Süper Lig'in 27. hafta karşılaşmasında Beşiktaş, deplasmanda Fenerbahçe'yi mağlup etti. Yorumcular bu nefes kesen mücadeleyi değerlendirdi. İşte detaylar.
Şansal Büyüka: "Golcülerin farkı"
Milliyet gazetesi yazarlarından Şansal Büyüka, "Şenol Hoca başlangıçta yapacağını, maçın ikinci yarısının başında yaptı. Redmond’un oyuna girmesi ile birlikte, ilk yarının silik Beşiktaş’ı gitti, ikinci yarıda bir eksikle tarih yazan bir Beşiktaş ortaya çıktı. Hem de ne tarih... Bir eksikle yazılmış şanlı bir tarih, onurlu, unutulmaz bir tarih...
Elbette golcülerin farkı... Valencia biri penaltı iki mutlak fırsatı kaçırdı, Cenk Tosun, takımı bir eksik oynarken iki pozisyon buldu, ikisini de gol yaptı.
"Hoca farkı"
Elbette hoca farkı... Şenol Hoca hatasını anladı, ikinci yarıya Redmond’lu başladı. Bir anda oyun, Beşiktaş ve sonuç değişti. Dünya markası Jesus, ağırlıktan ayağı-bacağı kalkmayan ve adeta “malulen emekli” olan Joao Pedro ile başladı ve devam etti. Pedro‘yu bir yerli hoca oynatsa ve bu kadar oyunda tutsa bugün “diplomanı yırt” diye yorumlar yapılırdı.
"Penaltıyla en ufak bir ilgisi yok"
Hakem Halil Umut Meler’e de gelelim. Maç öncesi, “Kim yönetsin?” dense ezici bir çoğunluk Halil Umut Meler derdi. Ama kötü maç yönetti. Verdiği ilk penaltıda Onur‘un sağ ayağının, Arda‘nın sol ayağı ile bir teması var ama penaltı için bana göre yeterli değil... Ağır bir karar... Daha doğrusu penaltıyla en ufak bir ilgisi yok. İkinci penaltıya sözüm yok. Aboubakar’ın seyirci ile diyaloğunda Aboubakar‘a sarı kart gösterirken, yanına Samet‘i katması, tam bir “ne şiş yansın, ne kebap” politikasıydı.
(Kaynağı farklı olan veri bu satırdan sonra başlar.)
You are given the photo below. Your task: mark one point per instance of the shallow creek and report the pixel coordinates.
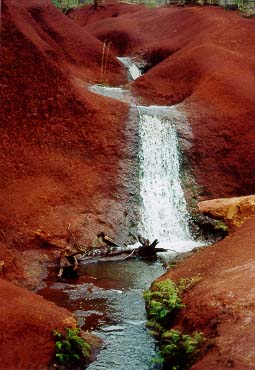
(107, 299)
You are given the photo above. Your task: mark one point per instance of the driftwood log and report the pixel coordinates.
(68, 263)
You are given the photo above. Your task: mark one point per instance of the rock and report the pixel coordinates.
(26, 324)
(233, 211)
(221, 305)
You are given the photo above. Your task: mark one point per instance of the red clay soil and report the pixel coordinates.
(61, 146)
(204, 58)
(61, 164)
(26, 322)
(65, 161)
(221, 305)
(88, 14)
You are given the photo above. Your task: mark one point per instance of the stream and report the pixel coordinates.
(107, 299)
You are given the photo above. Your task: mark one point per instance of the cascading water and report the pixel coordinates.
(164, 213)
(133, 71)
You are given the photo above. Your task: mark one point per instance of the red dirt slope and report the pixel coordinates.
(61, 41)
(26, 322)
(222, 303)
(88, 14)
(61, 147)
(205, 58)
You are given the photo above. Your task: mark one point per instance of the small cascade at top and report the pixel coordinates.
(164, 213)
(133, 71)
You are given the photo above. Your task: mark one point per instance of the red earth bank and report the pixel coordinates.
(221, 305)
(204, 58)
(64, 156)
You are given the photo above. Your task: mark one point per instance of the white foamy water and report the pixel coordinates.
(133, 71)
(164, 214)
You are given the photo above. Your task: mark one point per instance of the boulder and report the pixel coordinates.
(233, 211)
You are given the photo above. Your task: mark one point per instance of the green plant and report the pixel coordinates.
(179, 351)
(162, 304)
(70, 348)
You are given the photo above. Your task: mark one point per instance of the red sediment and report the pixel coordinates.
(206, 62)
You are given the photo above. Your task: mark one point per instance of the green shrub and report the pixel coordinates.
(70, 348)
(179, 351)
(162, 304)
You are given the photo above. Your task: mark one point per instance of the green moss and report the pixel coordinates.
(162, 304)
(70, 348)
(179, 351)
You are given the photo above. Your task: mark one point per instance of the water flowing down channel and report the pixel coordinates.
(164, 213)
(163, 208)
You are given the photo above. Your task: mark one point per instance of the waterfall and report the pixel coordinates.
(133, 71)
(164, 213)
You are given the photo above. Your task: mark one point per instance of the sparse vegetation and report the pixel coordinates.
(179, 351)
(162, 303)
(70, 348)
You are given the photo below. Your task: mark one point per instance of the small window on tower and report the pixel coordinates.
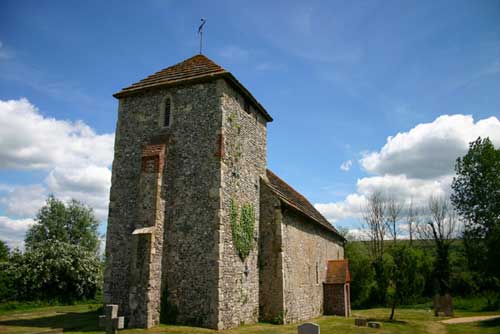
(166, 112)
(246, 106)
(317, 273)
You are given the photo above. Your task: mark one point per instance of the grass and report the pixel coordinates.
(83, 319)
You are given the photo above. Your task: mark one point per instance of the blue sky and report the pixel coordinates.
(366, 82)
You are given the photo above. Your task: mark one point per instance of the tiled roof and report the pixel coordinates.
(294, 199)
(196, 68)
(338, 272)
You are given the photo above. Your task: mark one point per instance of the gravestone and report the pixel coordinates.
(110, 320)
(443, 304)
(308, 328)
(360, 322)
(373, 324)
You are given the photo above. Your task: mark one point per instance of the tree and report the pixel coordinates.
(55, 270)
(412, 217)
(4, 251)
(407, 281)
(72, 223)
(393, 214)
(476, 197)
(440, 227)
(362, 274)
(374, 220)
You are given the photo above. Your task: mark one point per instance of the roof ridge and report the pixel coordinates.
(300, 202)
(198, 68)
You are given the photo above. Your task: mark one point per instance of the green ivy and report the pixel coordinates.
(242, 228)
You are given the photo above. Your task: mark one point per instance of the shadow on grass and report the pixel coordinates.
(490, 323)
(68, 322)
(385, 320)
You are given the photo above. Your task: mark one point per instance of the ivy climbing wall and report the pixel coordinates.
(243, 163)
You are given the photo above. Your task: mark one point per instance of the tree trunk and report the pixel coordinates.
(392, 311)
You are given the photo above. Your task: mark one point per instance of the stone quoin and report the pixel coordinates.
(200, 232)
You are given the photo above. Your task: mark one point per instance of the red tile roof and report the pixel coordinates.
(294, 199)
(338, 272)
(197, 68)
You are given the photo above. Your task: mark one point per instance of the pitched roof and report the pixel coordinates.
(338, 272)
(294, 199)
(196, 68)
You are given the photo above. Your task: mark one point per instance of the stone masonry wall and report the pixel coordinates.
(270, 257)
(335, 299)
(191, 178)
(306, 249)
(243, 136)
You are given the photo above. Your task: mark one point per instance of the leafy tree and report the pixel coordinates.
(362, 273)
(4, 251)
(407, 282)
(440, 227)
(476, 197)
(374, 214)
(5, 280)
(56, 270)
(72, 223)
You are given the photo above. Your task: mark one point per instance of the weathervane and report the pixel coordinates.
(200, 31)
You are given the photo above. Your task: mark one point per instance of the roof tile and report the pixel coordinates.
(298, 201)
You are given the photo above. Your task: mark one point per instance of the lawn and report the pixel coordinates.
(83, 319)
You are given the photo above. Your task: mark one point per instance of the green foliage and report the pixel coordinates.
(476, 198)
(72, 223)
(362, 273)
(278, 320)
(55, 270)
(407, 282)
(4, 251)
(242, 228)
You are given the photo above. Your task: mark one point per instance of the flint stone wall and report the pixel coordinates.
(306, 246)
(189, 268)
(270, 257)
(243, 164)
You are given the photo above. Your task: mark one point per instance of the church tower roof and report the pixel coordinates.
(195, 69)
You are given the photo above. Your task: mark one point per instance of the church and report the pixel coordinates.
(200, 232)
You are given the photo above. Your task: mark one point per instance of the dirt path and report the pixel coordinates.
(464, 320)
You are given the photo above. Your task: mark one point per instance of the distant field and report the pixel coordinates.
(83, 319)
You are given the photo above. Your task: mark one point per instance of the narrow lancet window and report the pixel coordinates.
(166, 112)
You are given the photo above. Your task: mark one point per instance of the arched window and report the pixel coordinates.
(166, 112)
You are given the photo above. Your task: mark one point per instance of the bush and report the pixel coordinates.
(55, 270)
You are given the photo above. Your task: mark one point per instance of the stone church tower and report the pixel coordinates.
(190, 143)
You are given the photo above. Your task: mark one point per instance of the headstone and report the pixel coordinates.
(110, 320)
(360, 322)
(443, 304)
(373, 324)
(308, 328)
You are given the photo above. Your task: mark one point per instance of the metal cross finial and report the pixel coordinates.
(200, 31)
"Valencia yüksek kalite bir santrfor değil"
Valencia 26 değil, isterse 36 gol atsın, yüksek kalite bir santrfor değil... Arda’nın süper pasında Mert’in kapadığı köşeye vurmasa, takım önde oynarken ve Beşiktaş bir eksik kalmışken, ikinci penaltıyı kaçırmasa, oyun orada kopardı. Atamadı, yapamadı. Ama futbol affetmiyor. Faturayı hemen kesiyor. Arda’yı atlamayalım, olağanüstü işler yaptı. Fenerbahçe on birine ilk yazılacak isim... Ama her pozisyonda dripling yapmak, çalım atmak zorunda değil... Hem enerjisini boşa harcıyor, hem de top kaybediyor. Çalım yapacaksa, hünerini gösterecekse, etkili alanlarda yapmalı...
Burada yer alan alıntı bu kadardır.